Question

1. If this insertion is within the coding region of a viral protein, will this insertion result in a frameshift for the rest of the protein? How do you know?

2. The insertion mutation is in a gene that codes for a protein on the surface of the virus, probably a glycoprotein. Assume that this protein is involved in attachment to a host cell. How might a change in a protein involved in attachment change the potential hosts for the virus?

3. How long does it typically take a person's adaptive immune system to make antibodies in a primary response to an antigen? Is it likely that a person would have memory B cells that recognize a new surface protein on the virus? Why or why not?

4. Why is a population unlikely to have herd immunity to a virus that has a new protein on its surface?

Answer 1

1. If this insertion is within the coding region of a viral protein, will this insertion result in a frameshift for the rest of the protein? How do you know?

• Insertion is of single nucleotide: Then definitly this will cause the change in the coding region reading frame and protein.

Example: 5' ATT TGC CGA GGC AAT TTA 3' is the coding sequence, and it is followed by insersion of a A in the codon TGC, then the sequence will be:

5' ATT TGA CCG AGG CAA TTT A 3'

Comparing the reading frame of both the sequnces, we can see only first codon will code for the same amino acid, while rest of the codon sequence has been changed, leading to the complete change in amino acid sequence.as comapre to 5' ATT TGC CGA GGC AAT TTA 3'

• Insertion is of two nucleotide: This also will cause the change in the reading frame of codons and amino acid.

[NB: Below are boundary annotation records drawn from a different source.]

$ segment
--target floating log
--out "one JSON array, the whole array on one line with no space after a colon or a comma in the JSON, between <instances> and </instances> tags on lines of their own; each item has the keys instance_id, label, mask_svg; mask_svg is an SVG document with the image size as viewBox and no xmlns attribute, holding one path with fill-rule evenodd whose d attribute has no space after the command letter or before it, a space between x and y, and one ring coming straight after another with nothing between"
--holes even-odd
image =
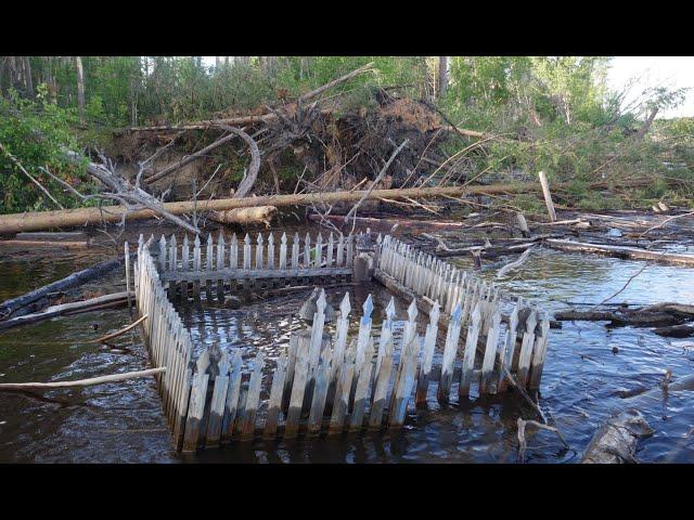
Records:
<instances>
[{"instance_id":1,"label":"floating log","mask_svg":"<svg viewBox=\"0 0 694 520\"><path fill-rule=\"evenodd\" d=\"M547 180L544 171L538 173L540 178L540 184L542 185L542 195L544 195L544 204L547 205L547 211L550 213L550 220L556 221L556 211L554 210L554 203L552 202L552 193L550 192L550 182Z\"/></svg>"},{"instance_id":2,"label":"floating log","mask_svg":"<svg viewBox=\"0 0 694 520\"><path fill-rule=\"evenodd\" d=\"M93 280L98 276L102 276L120 266L124 260L125 257L116 258L115 260L107 260L91 268L73 273L69 276L44 285L43 287L31 290L22 296L17 296L16 298L5 300L0 303L0 316L8 317L15 310L28 306L29 303L43 298L50 292L56 292L59 290L65 290L70 287L76 287L77 285L83 284L85 282Z\"/></svg>"},{"instance_id":3,"label":"floating log","mask_svg":"<svg viewBox=\"0 0 694 520\"><path fill-rule=\"evenodd\" d=\"M255 208L235 208L227 211L210 211L209 219L222 224L265 224L270 227L270 222L278 212L275 206L257 206Z\"/></svg>"},{"instance_id":4,"label":"floating log","mask_svg":"<svg viewBox=\"0 0 694 520\"><path fill-rule=\"evenodd\" d=\"M17 233L14 237L16 240L67 240L67 242L86 242L89 238L81 231L53 232L53 233Z\"/></svg>"},{"instance_id":5,"label":"floating log","mask_svg":"<svg viewBox=\"0 0 694 520\"><path fill-rule=\"evenodd\" d=\"M658 336L666 338L690 338L694 336L694 326L692 325L671 325L669 327L659 327L653 330Z\"/></svg>"},{"instance_id":6,"label":"floating log","mask_svg":"<svg viewBox=\"0 0 694 520\"><path fill-rule=\"evenodd\" d=\"M1 382L0 391L17 390L52 390L55 388L92 387L105 382L125 381L127 379L138 379L141 377L154 376L166 372L166 366L150 368L146 370L126 372L125 374L114 374L112 376L91 377L89 379L78 379L75 381L54 382Z\"/></svg>"},{"instance_id":7,"label":"floating log","mask_svg":"<svg viewBox=\"0 0 694 520\"><path fill-rule=\"evenodd\" d=\"M648 260L658 263L694 266L694 255L680 252L650 251L638 247L607 246L558 238L547 238L543 244L553 249L568 252L595 252L621 259Z\"/></svg>"},{"instance_id":8,"label":"floating log","mask_svg":"<svg viewBox=\"0 0 694 520\"><path fill-rule=\"evenodd\" d=\"M66 240L0 240L3 247L51 247L57 249L87 249L88 242L66 242Z\"/></svg>"},{"instance_id":9,"label":"floating log","mask_svg":"<svg viewBox=\"0 0 694 520\"><path fill-rule=\"evenodd\" d=\"M89 300L74 301L70 303L53 306L53 307L49 307L43 312L26 314L24 316L17 316L11 320L1 321L0 330L16 327L18 325L26 325L28 323L41 322L50 317L60 316L61 314L67 314L76 311L85 311L88 309L93 309L93 310L103 309L104 306L112 307L118 303L127 303L127 301L128 301L127 292L114 292L111 295L100 296L98 298L91 298Z\"/></svg>"},{"instance_id":10,"label":"floating log","mask_svg":"<svg viewBox=\"0 0 694 520\"><path fill-rule=\"evenodd\" d=\"M593 435L581 464L624 464L634 457L639 439L651 437L653 429L635 410L627 410L609 418Z\"/></svg>"},{"instance_id":11,"label":"floating log","mask_svg":"<svg viewBox=\"0 0 694 520\"><path fill-rule=\"evenodd\" d=\"M622 185L639 186L643 181L625 182ZM589 187L597 188L605 183L597 182ZM555 190L568 187L568 184L556 184ZM517 184L500 183L487 185L466 185L448 187L408 187L397 190L374 190L368 198L435 198L460 197L463 195L500 195L513 193L531 193L540 191L535 182ZM301 193L291 195L264 195L259 197L219 198L214 200L183 200L164 203L162 209L170 214L191 213L193 211L223 211L234 208L249 208L254 206L304 206L311 204L332 204L337 202L359 200L365 191L346 191L329 193ZM70 227L76 225L100 224L103 222L120 222L125 220L143 220L158 216L153 209L129 210L125 206L102 206L101 208L77 208L57 211L30 211L24 213L9 213L0 216L0 233L18 233L27 231L41 231L48 229Z\"/></svg>"},{"instance_id":12,"label":"floating log","mask_svg":"<svg viewBox=\"0 0 694 520\"><path fill-rule=\"evenodd\" d=\"M412 198L444 197L461 195L484 195L503 193L524 193L537 190L536 184L488 184L475 186L451 187L409 187L400 190L373 190L368 198ZM193 211L224 211L234 208L255 206L301 206L311 204L332 204L336 202L356 202L367 192L329 192L301 193L292 195L265 195L260 197L219 198L214 200L183 200L164 203L162 208L171 214L183 214ZM47 229L69 227L75 225L100 224L102 222L120 222L125 220L151 219L159 214L153 209L129 210L125 206L103 206L101 208L77 208L57 211L33 211L0 216L0 233L17 233L23 231L40 231Z\"/></svg>"}]
</instances>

Taking the same example,now where AG is inserted in the codon TGC.

Now the sequence will be :

5' ATT TAG  GCC GAG GCA ATT TA 3'

As we can see here reading frame is changed again as compare to original sequence.

So the amino acid are encoded by this seqnece will be different from amino acid encoded by 5' ATT TGC CGA GGC AAT TTA 3' , there is complete change in amino acid sequence.

• Insertion is of three nucleotide: their could be change in the sequnece but not whole frame will shif, there is only one or two codon change rest of the codons in coding region will remain the same.

5' ATT TCA AGC CGA GGC AAT TTA 3'

• The new sequence have TCA and AGC, that are coding only two different amino acid from rest of coding region as compare to 5' ATT TGC CGA GGC AAT TTA 3'

2. The insertion mutation is in a gene that codes for a protein on the surface of the virus, probably a glycoprotein. Assume that this protein is involved in attachment to a host cell. How might a change in a protein involved in attachment change the potential hosts for the virus?

Now assuming that the insertion mutation is of only one or two nucleotide, then this will lead to the change in the whole amino acid sequence of the gycoprotein. There would be no attachment of the virus to the host cell surface, as it will not be able to recognise the host receptor protein.

If the insertional mutation is of three nucleotide then whole sequence of the viral gycoprotein will be same bu there will only one to two amino acid difference, so this change might be bearable by the virus and still it will be able to recognise the receptor.

3. How long does it typically take a person's adaptive immune system to make antibodies in a primary response to an antigen? Is it likely that a person would have memory B cells that recognize a new surface protein on the virus? Why or why not?

Primary immune response generally takes 5-7 days to make antibodies. But once antibodies are made against an antigen, the memory for that antigen is created. Antibodies have a half life, and it will remain in blood after 15 days immune response. Whereas memory B cells for the same antigen will remain in body for 10-15 years and kill same foreign antigens robustly and quickly if infection occurs for second time. But same memory cell will not be able to recognise the new antigen. For the new antigen the body will go through the same process where it would take 5-7 days to make plasma and memory B cell for new antigen. As memory cell act against only the previusly encounter antigen only.

4. Why is a population unlikely to have herd immunity to a virus that has a new protein on its surface?

Herd immunity is achieved when whole population is resistant to any bacteria or virus. For example now we all are resistant to Polio. As polio virus has been eradicated from earth in 1994. But initially we do not acquire herd immunity for a bacteria or virus because they evolve much faster than humans this is the reason that we don't have a vaccine against malaria.

Talking about Covid 19 which is a new virus on earth, it's surface antigens are also new and as for now no vaccine has been designed for it but some previously worked vaccines can act on it and save us from this disease but these vaccines do not provide us herd immunity.